Count on our security support to bolster your app's defenses professionally and establish long-lasting resilience against hacking attacks.

Individual and holistic

As standard as necessary, as tailored as possible.

Our expertise allows us to tailor our approach to your specific needs, rather than rigidly adhering to predefined standards. We design our own customized protocols that align perfectly with our clients' requirements.

Where it makes sense, we naturally adhere to established standards, enabling us, for instance, to issue the necessary certificates for you.

We provide context-relevant designs
for DIGA, ISO27001, and various other certificates.

The individual coordination of the test procedure also includes a possible re-test. You can use it to ensure that you have successfully processed all the findings of the first test.

Holistic Mobile Application Penetration Testing

While performing penetration tests, we always look at the "Big Picture".

When it comes to Mobile Application Testing, we extend our assessment to cover the risk of physical theft. This involves auditing the mobile device and identifying potential attack vectors that are relevant to the app.

In our technical assessment, we examine both the static and dynamic elements of your app. For instance, we check whether the source code unintentionally includes credentials and identify any vulnerabilities in the communication between the app and the API.

More specifically, the technical facet of our Mobile Application Penetration Testing involves the following elements:

Runtime Injections & Runtime Analysis
Input Validation & Injection Flaws
Local/External Storage Analysis & Permission Flaws
SQLite & Database Analysis
Test of the cryptographic functions
Authentication and session management
Holistic view of the API's

Realistic Mobile Application Penetration Testing:

Our assessment of your app is conducted with a hacker's mindset.

Our approach to all penetration tests is rooted in realism, mimicking the tactics of malicious hackers. Our foremost objective is to safeguard your company and your app's users from these hackers, prioritizing practical security over meeting certificate requirements.

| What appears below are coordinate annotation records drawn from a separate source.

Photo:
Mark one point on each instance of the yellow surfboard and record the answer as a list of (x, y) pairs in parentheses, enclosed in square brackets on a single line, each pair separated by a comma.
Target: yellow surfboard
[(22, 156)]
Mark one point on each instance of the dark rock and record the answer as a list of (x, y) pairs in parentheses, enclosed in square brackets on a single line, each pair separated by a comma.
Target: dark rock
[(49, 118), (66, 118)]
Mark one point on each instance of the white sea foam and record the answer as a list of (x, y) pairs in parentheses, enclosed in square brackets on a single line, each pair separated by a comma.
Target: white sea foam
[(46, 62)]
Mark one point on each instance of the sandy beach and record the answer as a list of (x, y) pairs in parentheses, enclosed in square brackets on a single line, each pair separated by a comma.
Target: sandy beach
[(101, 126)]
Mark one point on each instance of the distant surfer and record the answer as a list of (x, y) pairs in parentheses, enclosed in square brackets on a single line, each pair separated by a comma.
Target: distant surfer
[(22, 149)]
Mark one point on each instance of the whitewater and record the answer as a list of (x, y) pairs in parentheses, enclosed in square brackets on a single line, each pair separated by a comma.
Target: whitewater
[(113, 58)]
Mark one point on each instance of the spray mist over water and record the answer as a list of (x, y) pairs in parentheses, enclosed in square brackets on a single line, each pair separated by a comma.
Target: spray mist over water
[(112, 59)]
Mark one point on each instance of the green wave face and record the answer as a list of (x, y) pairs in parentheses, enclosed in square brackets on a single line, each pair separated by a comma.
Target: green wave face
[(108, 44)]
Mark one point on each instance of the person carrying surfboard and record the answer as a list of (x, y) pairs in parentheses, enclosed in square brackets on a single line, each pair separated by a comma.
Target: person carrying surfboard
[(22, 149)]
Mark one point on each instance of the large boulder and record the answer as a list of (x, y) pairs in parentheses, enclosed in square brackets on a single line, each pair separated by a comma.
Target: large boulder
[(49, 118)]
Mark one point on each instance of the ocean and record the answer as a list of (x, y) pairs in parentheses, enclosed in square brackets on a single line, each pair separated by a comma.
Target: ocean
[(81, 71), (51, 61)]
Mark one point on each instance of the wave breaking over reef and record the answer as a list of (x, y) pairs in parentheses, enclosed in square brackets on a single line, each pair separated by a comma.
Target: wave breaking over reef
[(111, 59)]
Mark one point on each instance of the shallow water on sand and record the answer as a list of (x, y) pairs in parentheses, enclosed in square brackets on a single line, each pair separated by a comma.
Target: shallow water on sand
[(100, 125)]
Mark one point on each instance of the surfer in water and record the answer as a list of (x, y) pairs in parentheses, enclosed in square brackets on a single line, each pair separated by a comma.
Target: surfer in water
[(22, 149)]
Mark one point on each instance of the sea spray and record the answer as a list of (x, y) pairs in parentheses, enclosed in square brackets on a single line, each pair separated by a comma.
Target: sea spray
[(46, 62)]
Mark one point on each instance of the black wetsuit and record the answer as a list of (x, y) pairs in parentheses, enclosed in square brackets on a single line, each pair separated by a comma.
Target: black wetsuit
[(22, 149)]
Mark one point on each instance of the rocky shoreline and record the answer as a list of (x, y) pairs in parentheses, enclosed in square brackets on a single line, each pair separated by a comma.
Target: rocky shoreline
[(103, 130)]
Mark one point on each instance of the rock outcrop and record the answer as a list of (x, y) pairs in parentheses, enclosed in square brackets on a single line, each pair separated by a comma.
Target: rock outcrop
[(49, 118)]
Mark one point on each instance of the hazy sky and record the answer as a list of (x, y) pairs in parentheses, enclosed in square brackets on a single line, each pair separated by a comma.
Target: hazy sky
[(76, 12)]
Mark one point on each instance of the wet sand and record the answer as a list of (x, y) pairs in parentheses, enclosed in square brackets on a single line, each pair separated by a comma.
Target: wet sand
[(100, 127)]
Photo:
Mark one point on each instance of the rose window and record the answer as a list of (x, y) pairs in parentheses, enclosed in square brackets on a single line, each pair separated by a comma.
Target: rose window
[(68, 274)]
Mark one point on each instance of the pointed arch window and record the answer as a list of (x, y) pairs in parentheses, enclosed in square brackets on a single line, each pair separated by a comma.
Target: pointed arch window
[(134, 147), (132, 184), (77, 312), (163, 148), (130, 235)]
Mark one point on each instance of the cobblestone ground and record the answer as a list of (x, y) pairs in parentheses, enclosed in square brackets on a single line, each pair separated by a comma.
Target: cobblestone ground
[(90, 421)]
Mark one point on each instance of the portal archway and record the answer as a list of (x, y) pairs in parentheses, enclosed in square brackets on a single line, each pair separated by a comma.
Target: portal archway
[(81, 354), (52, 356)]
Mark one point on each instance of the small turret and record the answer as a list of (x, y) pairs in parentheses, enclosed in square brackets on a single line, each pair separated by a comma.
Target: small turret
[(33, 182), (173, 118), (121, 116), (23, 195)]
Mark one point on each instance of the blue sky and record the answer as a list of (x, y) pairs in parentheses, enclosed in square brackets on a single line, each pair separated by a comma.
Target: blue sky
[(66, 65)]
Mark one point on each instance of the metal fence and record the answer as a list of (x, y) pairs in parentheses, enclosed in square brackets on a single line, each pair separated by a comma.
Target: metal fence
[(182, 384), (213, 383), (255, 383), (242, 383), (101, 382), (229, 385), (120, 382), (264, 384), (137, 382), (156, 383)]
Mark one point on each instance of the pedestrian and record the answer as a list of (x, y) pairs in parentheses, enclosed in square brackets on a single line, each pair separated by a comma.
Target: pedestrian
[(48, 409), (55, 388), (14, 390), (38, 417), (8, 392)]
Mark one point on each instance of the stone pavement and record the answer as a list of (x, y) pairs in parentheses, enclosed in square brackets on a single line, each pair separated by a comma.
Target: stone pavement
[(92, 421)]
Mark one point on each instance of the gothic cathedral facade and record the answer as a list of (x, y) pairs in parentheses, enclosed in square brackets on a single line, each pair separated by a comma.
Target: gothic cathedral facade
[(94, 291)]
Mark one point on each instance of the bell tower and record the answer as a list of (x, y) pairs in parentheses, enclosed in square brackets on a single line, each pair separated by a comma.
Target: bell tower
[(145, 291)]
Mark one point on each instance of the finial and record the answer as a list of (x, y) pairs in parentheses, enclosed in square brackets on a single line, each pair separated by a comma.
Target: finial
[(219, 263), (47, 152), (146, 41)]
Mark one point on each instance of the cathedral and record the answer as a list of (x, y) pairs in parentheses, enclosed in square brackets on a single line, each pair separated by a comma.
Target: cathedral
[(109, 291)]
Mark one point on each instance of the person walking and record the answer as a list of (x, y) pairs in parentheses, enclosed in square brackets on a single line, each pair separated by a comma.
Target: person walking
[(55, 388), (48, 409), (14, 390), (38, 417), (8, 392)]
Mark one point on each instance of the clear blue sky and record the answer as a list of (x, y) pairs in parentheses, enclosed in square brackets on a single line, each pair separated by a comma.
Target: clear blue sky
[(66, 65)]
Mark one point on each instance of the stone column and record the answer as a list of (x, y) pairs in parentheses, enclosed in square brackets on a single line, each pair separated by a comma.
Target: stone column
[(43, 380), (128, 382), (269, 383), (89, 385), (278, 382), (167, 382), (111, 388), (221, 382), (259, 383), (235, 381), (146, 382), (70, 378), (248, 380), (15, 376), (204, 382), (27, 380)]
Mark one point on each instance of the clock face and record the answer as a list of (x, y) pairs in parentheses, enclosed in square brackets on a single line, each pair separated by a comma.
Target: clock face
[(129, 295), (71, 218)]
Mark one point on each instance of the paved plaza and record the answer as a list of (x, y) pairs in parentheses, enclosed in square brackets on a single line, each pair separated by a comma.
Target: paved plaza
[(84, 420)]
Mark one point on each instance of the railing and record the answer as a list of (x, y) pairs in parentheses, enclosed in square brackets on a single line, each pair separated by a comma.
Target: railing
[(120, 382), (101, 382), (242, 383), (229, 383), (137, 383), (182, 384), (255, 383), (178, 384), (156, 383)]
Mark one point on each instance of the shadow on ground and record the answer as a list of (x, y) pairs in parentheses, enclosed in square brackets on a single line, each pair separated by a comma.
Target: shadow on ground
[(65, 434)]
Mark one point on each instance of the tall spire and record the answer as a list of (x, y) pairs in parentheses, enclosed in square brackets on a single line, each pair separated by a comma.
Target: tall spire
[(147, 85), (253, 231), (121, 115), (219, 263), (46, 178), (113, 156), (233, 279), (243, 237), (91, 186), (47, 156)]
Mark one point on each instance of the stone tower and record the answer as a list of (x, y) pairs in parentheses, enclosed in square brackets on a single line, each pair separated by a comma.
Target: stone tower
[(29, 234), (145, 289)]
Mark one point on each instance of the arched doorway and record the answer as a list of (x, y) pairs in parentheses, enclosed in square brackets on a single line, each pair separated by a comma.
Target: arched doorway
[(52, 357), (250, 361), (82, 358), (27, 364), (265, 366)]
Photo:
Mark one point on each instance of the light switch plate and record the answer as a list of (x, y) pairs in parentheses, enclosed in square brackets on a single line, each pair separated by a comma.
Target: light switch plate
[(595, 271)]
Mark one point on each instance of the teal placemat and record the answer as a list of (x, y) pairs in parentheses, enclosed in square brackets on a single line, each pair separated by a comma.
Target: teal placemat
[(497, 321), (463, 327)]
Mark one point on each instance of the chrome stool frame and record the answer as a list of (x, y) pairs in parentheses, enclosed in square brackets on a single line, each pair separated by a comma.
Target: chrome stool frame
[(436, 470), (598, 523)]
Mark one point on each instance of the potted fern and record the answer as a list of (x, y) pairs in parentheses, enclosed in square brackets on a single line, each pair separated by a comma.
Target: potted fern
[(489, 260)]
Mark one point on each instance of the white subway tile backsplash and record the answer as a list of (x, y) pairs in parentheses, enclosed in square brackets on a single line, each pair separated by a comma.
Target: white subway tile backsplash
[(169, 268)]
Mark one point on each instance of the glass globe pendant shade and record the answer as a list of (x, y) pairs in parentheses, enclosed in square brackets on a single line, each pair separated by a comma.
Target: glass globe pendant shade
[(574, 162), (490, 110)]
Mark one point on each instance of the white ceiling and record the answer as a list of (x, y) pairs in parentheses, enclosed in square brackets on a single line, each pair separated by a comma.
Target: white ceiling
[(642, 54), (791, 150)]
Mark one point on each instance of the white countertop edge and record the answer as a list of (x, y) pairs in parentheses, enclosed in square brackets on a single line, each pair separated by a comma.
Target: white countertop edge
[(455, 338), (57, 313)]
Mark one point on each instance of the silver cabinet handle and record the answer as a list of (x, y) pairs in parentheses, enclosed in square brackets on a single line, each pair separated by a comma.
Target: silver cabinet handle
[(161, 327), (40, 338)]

Our methodology is as simple as it is efficient: we install your app on our devices, interact with it, and proactively seek out potential weaknesses. This process helps us pinpoint the specific attack paths that could be targeted by hackers in your particular context.

If your developers have inadvertently left credentials in the source code, we'll discover them.

If sensitive files are unencrypted when using your app are stored on the mobile device, we will find them.

If your app has permission deficits, we'll find them.

If there's no encryption in your app's communication, we'll discover it.

If your app sends insecure requests to the API, we'll locate them and widen our attack scope to cover these endpoints.

We identify the vulnerabilities within your app and assist you in addressing them.

It's never too late for Mobile Application Penetration Testing

Have you just developed a new app and want to ensure the safety of your users and their data before the release? Or does your company offer an app that has been in development for a while, and you're wondering if there might be security risks?

There's no better means of defense against attacks via this route than
Mobile Application Penetration Testing!

Should any of our standard inquiries reflect your current circumstances, please don't feel free to contact us for a relaxed introductory discussion!

Request 1: Checking an Prior to Release

We have a custom-developed website for communicating with our customers. To streamline usage, we've created Android and iOS applications that display our website within a webview. To ensure that there are no errors or omissions in the app's development or implementation before its release, I would like to have the apps reviewed.

Request 2: Checking an old app with no means to reach the original developers

With the help of a mobile application, we offer our customers the opportunity to transmit sensitive data to us. We each offer an Android and an iOS application. However, both applications were developed by different groups of people. The development of the iOS application is now several years ago and there is no longer anyone in the company who was involved in its development. In order to make sure that we provide our customers with a secure platform for data exchange, I would like to have the development of the iOS application checked.